Highly selective ammonia detection by SnS₂ nanosheets functionalized Ti₃C₂T_x

SnS₂ is very promising for next-generation gas sensors due to the abundant edge-exposed sites, large surface-to-volume ratio, and high charge carrier mobility. However, SnS₂ suffers from low response and poor selectivity in gas sensing. In this paper, the self-activated SnS₂ gas sensor functionalized with Ti₃C₂T_x is designed and fabricated to monitor NH₃ at room temperature (RT) in daily life. The response of SnS₂ and Ti₃C₂T_x composites to 500 ppm NH₃ is about 86.35 % at RT, which is enhanced by 43.82 % and 38.33 % in comparison with pure SnS₂ and Ti₃C₂T_x, respectively. The SnS₂-functionalized Ti₃C₂T_x micropatterns show high selectivity to NH₃ and a low detection limit of 143 ppt.

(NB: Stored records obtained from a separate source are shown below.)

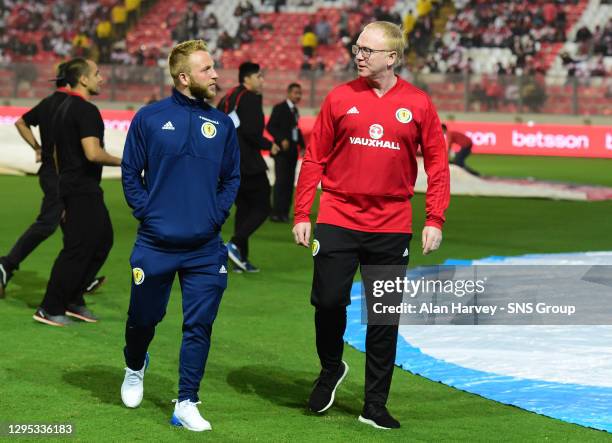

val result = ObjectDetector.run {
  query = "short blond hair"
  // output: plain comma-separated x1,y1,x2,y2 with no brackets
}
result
363,21,406,66
168,40,208,83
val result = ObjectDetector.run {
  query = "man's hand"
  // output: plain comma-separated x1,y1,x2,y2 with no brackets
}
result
292,222,311,248
422,226,442,255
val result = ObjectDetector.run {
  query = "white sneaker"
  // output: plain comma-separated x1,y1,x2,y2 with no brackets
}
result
121,352,149,408
170,400,212,432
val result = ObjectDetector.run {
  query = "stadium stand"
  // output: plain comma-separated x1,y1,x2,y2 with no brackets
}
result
0,0,612,114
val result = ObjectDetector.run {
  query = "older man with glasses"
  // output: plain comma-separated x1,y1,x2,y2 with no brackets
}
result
293,22,450,429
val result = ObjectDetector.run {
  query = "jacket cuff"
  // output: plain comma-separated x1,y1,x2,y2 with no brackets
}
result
425,219,444,230
293,214,310,226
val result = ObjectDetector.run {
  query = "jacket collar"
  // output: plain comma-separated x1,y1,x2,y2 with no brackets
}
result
172,88,210,108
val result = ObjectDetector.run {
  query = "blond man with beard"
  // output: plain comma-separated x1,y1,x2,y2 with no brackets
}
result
121,40,240,431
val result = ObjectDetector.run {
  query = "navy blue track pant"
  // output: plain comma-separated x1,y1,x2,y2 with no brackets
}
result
124,238,227,402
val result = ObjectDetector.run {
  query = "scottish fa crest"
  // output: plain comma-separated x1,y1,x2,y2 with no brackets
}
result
202,122,217,138
395,108,412,123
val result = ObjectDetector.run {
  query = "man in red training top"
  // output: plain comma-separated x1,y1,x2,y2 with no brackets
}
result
442,124,480,176
293,21,450,429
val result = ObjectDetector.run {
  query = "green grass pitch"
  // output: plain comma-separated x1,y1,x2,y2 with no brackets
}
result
0,156,612,442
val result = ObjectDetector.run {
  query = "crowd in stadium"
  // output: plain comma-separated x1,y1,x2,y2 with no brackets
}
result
0,0,612,80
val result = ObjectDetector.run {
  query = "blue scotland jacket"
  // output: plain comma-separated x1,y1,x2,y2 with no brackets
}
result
121,89,240,249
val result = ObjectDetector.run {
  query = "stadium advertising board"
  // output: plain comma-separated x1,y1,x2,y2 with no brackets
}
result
0,106,612,158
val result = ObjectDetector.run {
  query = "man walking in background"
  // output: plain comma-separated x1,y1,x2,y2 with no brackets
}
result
442,124,480,176
121,40,240,431
33,58,121,326
267,83,304,223
217,62,280,272
0,62,105,298
293,21,450,429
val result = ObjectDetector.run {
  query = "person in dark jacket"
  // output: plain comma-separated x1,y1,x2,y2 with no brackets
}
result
268,83,304,223
0,61,106,298
121,40,240,431
33,58,121,326
217,62,280,272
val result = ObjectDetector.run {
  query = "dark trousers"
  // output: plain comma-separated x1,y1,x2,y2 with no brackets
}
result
272,150,297,218
311,224,412,405
231,172,270,260
123,238,227,402
41,193,113,315
1,164,64,273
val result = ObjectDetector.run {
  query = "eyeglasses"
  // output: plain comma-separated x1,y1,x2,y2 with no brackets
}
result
351,45,395,60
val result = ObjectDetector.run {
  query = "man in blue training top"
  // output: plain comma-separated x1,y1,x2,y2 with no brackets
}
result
121,40,240,431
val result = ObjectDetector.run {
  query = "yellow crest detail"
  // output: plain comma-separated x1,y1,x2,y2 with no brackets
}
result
202,122,217,138
132,268,144,285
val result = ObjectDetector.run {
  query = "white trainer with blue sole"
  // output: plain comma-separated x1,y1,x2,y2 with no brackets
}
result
121,352,149,408
170,400,212,432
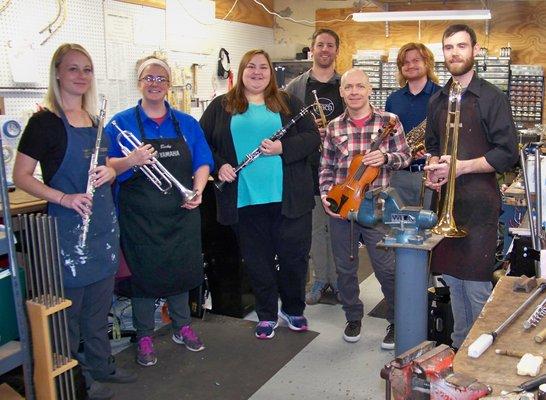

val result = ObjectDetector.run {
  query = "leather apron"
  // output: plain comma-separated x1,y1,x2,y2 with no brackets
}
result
48,112,119,288
431,92,501,281
119,106,203,298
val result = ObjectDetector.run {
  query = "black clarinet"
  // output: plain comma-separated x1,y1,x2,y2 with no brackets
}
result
214,103,315,191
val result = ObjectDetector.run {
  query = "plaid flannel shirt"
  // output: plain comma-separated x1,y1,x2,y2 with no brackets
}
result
319,106,411,195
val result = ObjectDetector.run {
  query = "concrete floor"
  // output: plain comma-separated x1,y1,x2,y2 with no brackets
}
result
112,249,394,400
247,274,394,400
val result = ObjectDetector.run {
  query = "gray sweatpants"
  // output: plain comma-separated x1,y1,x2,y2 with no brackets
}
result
330,217,395,323
309,196,337,284
65,276,115,387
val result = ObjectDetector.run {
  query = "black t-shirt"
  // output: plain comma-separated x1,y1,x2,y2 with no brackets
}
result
305,79,343,195
17,110,67,185
305,79,343,122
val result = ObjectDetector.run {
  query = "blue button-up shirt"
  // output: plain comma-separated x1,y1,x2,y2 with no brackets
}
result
104,100,214,182
385,79,441,134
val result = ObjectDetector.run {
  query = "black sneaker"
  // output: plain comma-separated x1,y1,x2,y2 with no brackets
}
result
343,321,362,343
381,324,394,350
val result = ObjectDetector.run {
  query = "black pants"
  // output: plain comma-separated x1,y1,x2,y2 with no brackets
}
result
236,203,311,321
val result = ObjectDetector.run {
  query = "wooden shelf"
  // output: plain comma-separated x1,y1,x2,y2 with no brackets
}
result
0,340,23,375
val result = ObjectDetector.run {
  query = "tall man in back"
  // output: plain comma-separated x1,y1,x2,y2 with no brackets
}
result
319,68,411,350
425,24,518,348
286,29,343,305
385,42,441,208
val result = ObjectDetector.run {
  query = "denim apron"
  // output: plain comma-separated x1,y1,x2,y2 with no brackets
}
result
119,107,203,298
48,111,119,288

Density-functional theory (DFT) calculations reveal that the SnS₂/Ti₃C₂T_x heterojunction provide the additional active sites for NH₃ adsorption, enhancing the absorption and diffusion capabilities of NH₃. In addition, the remarkable metallic conductivity of Ti₃C₂T_x MXene ensures efficient electron transfer to improve the sensing characteristics. © 2025 Elsevier B.V.